At the same time across the City, Elena (Dominique Fishback), a researcher working at that very Museum is trying to determine the origin of a stone bird artifact that more learned colleagues have mislabeled, accidentally triggering its beacon and bringing a convergence of all manner of alien robots, both hostile and only slightly more friendly. Elena’s artifact is a key that can trigger an interstellar gate that can get the Autobots home. It can also bring forth Unicron (Colman Domingo), a mechanical planet-eater with designs on M-class planets. Unicron’s henchmen, the Terrorcons, Scourge (Peter Dinklage), and others -I’m sorry, I couldn’t keep them all straight because I stopped caring – are charged with getting that key and bringing him through. Scourge likes to collect the emblems as trophies for his kills because, sure, why not.
Anyway, they have to go to Peru. Elena helped with that part because she’s all learned and stuff and writes things down. It requires some travel on a B-52 Bomber, Stratosphere (John DiMaggio).
Oh, but wait, just when you think you’ve seen this all before, like in the previous four movies where the Autobots battle Decepticons and other similarly named villains, we’re introduced to the Maximals – which are like the mostly peaceful Autobots, except they’re mechanical animals. There’s a Gorilla, Optimus Primal (Ron Perlman), a Cheetah, Cheetor (Tongayi Chirisa), a Rhino, Rhinex (David Sobolov), and a Hawk, Airazor (Michelle Yeoh). (Pinpoint the moment when Hasbro stopped caring about naming things.)
There is some mild colonization, so brace yourselves.
Everyone meets on the top of a volcano to stop Unicron from coming through and destroying the world. Let the pew-pew begin in earnest.
Is Transformers: Rise of the Beasts awful? No.
Is Transformers: Rise of the Beasts great? Also, no.

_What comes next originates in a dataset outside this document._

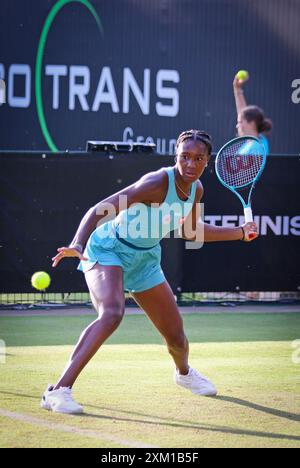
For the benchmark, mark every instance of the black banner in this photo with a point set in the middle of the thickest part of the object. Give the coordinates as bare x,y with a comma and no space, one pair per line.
144,70
44,196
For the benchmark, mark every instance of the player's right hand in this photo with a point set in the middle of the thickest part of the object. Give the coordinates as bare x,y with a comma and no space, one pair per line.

It is loud, chaotic entertainment that lasts about 30 minutes too long. I won’t deny that it’s a better-crafted popcorn movie designed to tap into the adolescent in all of us who like watching large creatures beat the crap out of each other. But there is a lot going on and it adds minutes that pad rather than progress. In an effort to bring humanity to a story where humans stand to lose everything, it is Elena and Noah that provide the critical clues to solving everyone’s dilemma, leaving advanced overpowered technological wonders standing around whining about a missed opportunity home. It’s incongruous and a little silly. Optimus Prime, for all of his constant mistrust of humans, can’t do a whole lot without them and it’s a plot hole exploited in film after film.

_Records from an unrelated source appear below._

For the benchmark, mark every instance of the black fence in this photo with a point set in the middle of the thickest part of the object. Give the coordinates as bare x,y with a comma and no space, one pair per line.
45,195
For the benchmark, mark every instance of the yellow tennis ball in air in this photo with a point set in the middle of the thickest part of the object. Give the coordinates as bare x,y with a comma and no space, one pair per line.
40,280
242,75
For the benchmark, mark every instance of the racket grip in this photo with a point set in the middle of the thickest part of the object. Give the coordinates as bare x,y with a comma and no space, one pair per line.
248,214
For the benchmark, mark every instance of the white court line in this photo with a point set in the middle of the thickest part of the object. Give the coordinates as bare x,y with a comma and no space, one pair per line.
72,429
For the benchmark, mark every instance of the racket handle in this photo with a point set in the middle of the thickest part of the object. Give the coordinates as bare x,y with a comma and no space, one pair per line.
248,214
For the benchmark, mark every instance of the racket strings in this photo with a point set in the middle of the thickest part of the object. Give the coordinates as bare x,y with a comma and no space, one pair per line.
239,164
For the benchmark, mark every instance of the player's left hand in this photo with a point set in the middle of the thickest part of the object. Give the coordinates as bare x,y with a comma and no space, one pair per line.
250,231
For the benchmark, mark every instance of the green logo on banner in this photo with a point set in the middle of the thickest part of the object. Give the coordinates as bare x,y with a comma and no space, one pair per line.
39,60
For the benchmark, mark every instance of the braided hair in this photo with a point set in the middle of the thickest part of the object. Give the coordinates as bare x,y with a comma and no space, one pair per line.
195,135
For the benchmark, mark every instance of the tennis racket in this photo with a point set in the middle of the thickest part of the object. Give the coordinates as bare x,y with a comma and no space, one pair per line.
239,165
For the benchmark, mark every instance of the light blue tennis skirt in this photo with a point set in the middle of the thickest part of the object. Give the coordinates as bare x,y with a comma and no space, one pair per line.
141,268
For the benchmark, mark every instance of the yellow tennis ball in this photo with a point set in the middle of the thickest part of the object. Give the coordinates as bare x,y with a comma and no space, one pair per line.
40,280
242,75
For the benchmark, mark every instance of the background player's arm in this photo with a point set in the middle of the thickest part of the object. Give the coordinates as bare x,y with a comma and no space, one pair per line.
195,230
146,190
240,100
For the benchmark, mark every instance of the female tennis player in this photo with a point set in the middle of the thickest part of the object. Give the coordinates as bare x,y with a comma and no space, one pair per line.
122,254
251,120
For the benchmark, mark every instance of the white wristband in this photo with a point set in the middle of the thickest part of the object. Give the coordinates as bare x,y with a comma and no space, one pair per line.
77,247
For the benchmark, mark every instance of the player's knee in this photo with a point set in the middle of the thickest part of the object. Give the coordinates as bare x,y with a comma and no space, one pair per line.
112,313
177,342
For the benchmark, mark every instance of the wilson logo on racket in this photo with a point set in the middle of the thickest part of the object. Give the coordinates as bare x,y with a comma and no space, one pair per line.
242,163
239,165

Part of the issue is Transformers: Rise of the Beasts has five screenwriters, which is probably four too many considering there isn’t a single sparkling plot point that couldn’t have been pulled from the 98 episodes of the 1984 animated series. It plods along exactly how you think it will, complete with destruction, unrecognized manslaughter, and impossible world-building. Setting aside in-universe easter eggs, a bumping soundtrack, and eye-catching CG, there is extra upon extra and it’s a little exhausting. Do we need to know that Noah is ex-military with a focus on special electronics? Since none of his actions in any way draw upon that experience, probably not. I won’t give away a spoiler, but for it to make sense, you need to stick around for the single mid-credit scene. You will laugh and groan because we all did and ultimately, you might die a little inside.

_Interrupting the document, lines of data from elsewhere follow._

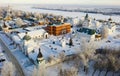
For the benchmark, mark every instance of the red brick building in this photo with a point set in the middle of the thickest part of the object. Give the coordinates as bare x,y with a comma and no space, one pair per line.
59,29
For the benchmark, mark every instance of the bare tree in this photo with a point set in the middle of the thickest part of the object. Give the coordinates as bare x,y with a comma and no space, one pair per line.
68,72
8,69
62,56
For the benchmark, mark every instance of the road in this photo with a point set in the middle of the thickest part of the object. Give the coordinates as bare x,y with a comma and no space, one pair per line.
12,58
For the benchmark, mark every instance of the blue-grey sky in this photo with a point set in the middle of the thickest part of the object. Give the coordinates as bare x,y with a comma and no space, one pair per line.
82,2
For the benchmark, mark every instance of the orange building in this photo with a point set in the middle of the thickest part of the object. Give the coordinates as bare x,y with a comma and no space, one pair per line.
59,29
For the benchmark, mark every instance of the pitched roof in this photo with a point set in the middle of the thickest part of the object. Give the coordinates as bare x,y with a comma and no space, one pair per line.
39,54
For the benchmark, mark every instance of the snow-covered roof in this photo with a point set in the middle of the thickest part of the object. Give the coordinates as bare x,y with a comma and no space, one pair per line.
16,38
33,33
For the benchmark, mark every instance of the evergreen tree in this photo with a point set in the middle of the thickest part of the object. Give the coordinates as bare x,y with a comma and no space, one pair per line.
70,42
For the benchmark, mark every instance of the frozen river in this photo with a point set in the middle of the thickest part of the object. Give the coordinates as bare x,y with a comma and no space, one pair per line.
28,8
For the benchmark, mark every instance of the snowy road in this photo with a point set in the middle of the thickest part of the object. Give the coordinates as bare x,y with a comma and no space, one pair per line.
12,58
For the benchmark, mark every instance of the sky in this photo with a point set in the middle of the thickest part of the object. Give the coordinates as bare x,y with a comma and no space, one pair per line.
81,2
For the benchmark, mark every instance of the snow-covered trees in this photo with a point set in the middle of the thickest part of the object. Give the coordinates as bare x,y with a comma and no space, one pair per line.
68,72
8,69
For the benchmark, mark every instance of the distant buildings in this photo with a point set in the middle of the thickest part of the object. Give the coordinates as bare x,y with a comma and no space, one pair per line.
59,29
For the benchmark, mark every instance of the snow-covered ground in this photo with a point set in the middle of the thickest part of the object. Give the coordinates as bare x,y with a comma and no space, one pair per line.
2,56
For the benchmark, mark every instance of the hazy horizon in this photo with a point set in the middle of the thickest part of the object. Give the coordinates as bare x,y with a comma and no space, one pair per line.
77,2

It’s okay, we’re here for you.
In conclusion (843 words later), Transformers: Rise of the Beasts is a Michael Bay film with lots of explosions, some tender humanity, senselessly cruel robotic deaths, and Pete Davidson, which depending on how you fall either helps or hinders. At 127 minutes, it’s overlong but necessary if Hasbro thinks it wants to launch a franchise with action-figure tie-ins.
Hasbro – please don’t.
Transformers: Rise of the Beasts is a popcorn movie, so eat some sugary cereal, bring your inner 10-year-old, or borrow one, I won’t tell, and relive your childhood Saturday mornings with an open heart and empty head. You’ll have more fun that way.
Transformers: Rise of the Beasts (2023) is rated PG-13 for mild swears, explosions, deaths (or permanent deactivations, I dunno know how it works), exploitation of indigenous peoples, destruction of a few bridges and buildings, and veiled racism.